Director Brenna Geffers has emerged as a tour-de-force artist of adventurous and teeth-baring theater. She serves as the Associate Artistic Director for Theatre Exile and is directing her first full production for the company. She also serves as literary manager for EgoPo Classic Theater, is a founding member for Wandering Rom Players, and is an adjunct instructor for Temple University where she earned her MFA in directing. Her notable credits include: Marat/Sade and Waiting for Godot with EgoPo, A Coupla' White Chicks Sitting Around Talking and Pterodactyls with New City Stage, Mud with Wandering Rom and Cabaret with Temple University and Prince Music Theater.

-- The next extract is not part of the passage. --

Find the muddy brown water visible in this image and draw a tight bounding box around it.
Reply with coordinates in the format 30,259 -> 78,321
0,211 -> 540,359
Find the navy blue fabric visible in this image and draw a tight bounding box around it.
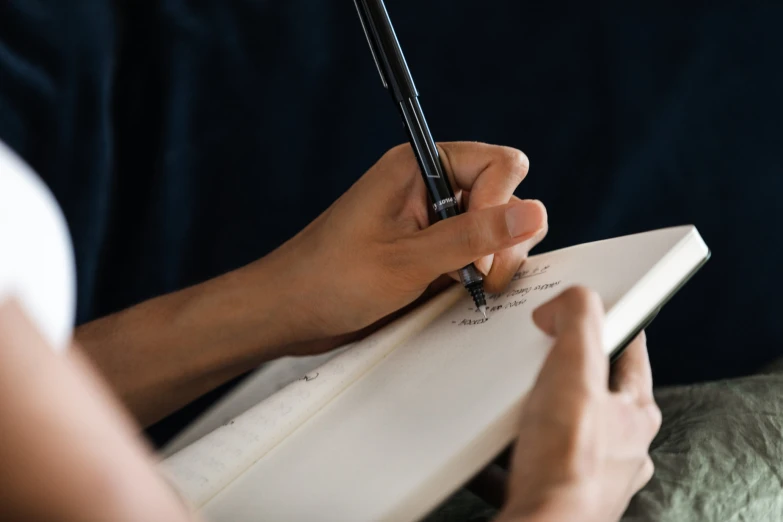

The production team creating Gustin's home in three different decades includes set designer Daniel P. Boylen who is a Temple University faculty member and has designed for Goodspeed Opera House, McCarter Theatre, and Pennsylvania Ballet, among others. Lighting designer Paul Moffitt's work has been seen in Exile's Mr. Marmalade and Blackbird, as well as with companies such as The Wilma Theater, Philadelphia Theatre Company, and Headlong Dance Theatre. Costume designer Brian Strachan is the Costume Director at University of the Arts and has worked with Philadelphia Shakespeare, EgoPo, New City Stage, and others. Sound designer Matt Lorenz most recently worked with Geffers on New City Stage's Pterodactyls, in addition to productions with the Lantern and Mauckingbird Theatre Company.

About the Playwright

At the young age of 32, Noah Haidle has already created an impressive body of work. His plays, which include Mr. Marmalade, Persephone or Slow Time, and Women and Criminals, have been seen at Lincoln Center Theater, Roundabout Theatre Company, Goodman Theatre, Huntington Theatre Company, Long Wharf Theatre, Woolly Mammoth Theatre Company, Rattlestick Playwrights Theatre, as well as others around the country and abroad. He has taught playwriting at Princeton University, The Kennedy Center and in Kenya and Uganda as part of The Sundance Theatre Institute. He is a graduate of Princeton University and The Juilliard School, where he was a Lila Acheson Wallace playwright-in-residence. He is the recipient of three Lincoln Center Le Compte Du Nuoy Awards, the 2005 Helen Merrill Award for emerging Playwrights, the 2007 Claire Tow Award, and an NEA/TCG theatre residenCy Grant. He lives in Brooklyn, New York.

About Theatre Exile

Theatre Exile is a nonprofit theater company dedicated to enhancing the cultural experiences of all Philadelphians through the staging of works that engage the imagination and challenge the expectations of a commercial theater. By producing risky and challenging plays that contain a sense of true Philadelphia grit and passion, Theatre Exile has proven to be a place where local artists can take their biggest risks. Exile matches cutting-edge scripts with Philadelphia's top talent, continually bringing immediate and dangerous performances to audiences and presenting the voices of today's most gifted playwrights.